With a number of provinces in South Africa still facing extreme drought conditions, it is important for all clients to be aware of the impact of the drought on their home and, therefore, their insurance. There are a number of areas of the home that can be impacted by water restrictions, including water pipes, swimming pools and gardens.
That is why policyholders should be reminded to take all reasonable care to safeguard and protect their assets. Policyholders need to do whatever is reasonably practical to minimise damage when they have known about a situation like this.
The current water rationing taking place, which involves the complete cutting off the water supply for short periods, can have detrimental effects on water pipes. This can cause pipes to burst, with subsequent risk of flooding and excessive water bills. Clients would have to be aware of this fact and should be more observant in and around their properties to ensure there are no burst or leaking pipes.
Clients should cover their swimming pools to minimise water evaporation, as they are not able to fill the pool. Swimming pools are designed to have water in them, so the system, walls and tiling of pools are more susceptible to damage if they are left exposed to the sunlight with no water. Fibreglass pools, in particular, need water weight from the inside to prevent them from popping out of the ground.
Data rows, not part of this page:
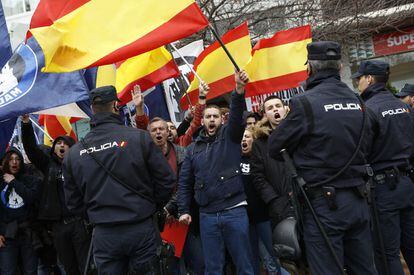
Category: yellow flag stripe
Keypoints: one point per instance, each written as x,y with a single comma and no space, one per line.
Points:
277,61
90,23
140,66
217,65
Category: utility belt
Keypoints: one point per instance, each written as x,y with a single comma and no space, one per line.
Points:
69,220
329,193
391,176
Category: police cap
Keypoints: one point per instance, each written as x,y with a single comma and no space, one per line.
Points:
324,50
408,89
372,67
103,95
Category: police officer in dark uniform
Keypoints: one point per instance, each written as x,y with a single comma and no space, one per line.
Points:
390,156
322,133
407,94
120,177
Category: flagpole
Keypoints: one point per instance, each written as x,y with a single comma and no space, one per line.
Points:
224,47
192,69
40,128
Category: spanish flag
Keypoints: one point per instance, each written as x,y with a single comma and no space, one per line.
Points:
215,68
77,34
57,126
278,62
146,70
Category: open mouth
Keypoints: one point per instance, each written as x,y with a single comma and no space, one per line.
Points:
277,115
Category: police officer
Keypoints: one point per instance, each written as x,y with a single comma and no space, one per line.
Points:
407,94
391,151
322,132
120,177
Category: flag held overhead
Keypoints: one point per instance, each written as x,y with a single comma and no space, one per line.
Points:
87,33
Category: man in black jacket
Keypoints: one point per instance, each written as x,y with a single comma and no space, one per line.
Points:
70,236
121,178
322,132
270,177
390,159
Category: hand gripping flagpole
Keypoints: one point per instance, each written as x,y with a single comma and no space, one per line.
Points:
224,47
40,128
192,70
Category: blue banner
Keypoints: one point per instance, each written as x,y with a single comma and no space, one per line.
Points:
6,126
25,89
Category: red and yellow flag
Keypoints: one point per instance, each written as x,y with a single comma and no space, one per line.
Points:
146,70
215,68
278,62
57,126
76,34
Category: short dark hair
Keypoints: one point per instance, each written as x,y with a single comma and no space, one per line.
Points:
212,106
156,119
381,78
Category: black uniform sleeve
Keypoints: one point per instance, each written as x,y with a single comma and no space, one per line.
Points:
161,174
290,131
185,184
35,155
235,124
73,194
262,186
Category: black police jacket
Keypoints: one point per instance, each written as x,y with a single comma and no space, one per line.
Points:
394,128
322,131
132,157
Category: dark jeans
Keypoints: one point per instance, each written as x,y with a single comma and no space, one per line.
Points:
226,229
19,250
72,243
119,248
193,253
348,229
262,231
396,215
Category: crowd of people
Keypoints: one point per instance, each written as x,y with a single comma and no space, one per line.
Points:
103,201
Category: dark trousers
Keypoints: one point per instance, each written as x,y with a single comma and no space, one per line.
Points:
396,216
348,228
118,249
19,250
71,242
226,229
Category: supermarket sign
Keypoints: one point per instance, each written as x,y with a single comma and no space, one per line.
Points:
394,42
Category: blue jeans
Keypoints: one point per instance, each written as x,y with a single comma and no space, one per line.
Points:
193,254
396,217
226,229
15,249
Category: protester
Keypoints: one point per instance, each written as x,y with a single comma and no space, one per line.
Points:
252,119
121,178
390,160
211,171
142,119
70,236
407,94
322,132
260,228
19,194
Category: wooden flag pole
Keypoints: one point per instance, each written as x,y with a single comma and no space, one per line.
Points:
192,70
40,128
224,47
One option for clients is switching off the pump if the water level drops to below the weir. If the pump is sucking in air, it will burn out.
No normal policy covers the reinstatement of gardens if they die from lack of water. So brokers should mention to clients that they can still try to catch rainwater, use grey water or even get a borehole installed to save their garden if they want to.
Speak to your clients and guide them through the complexities of the impact of drought on their insurance, before they try to claim in ignorance.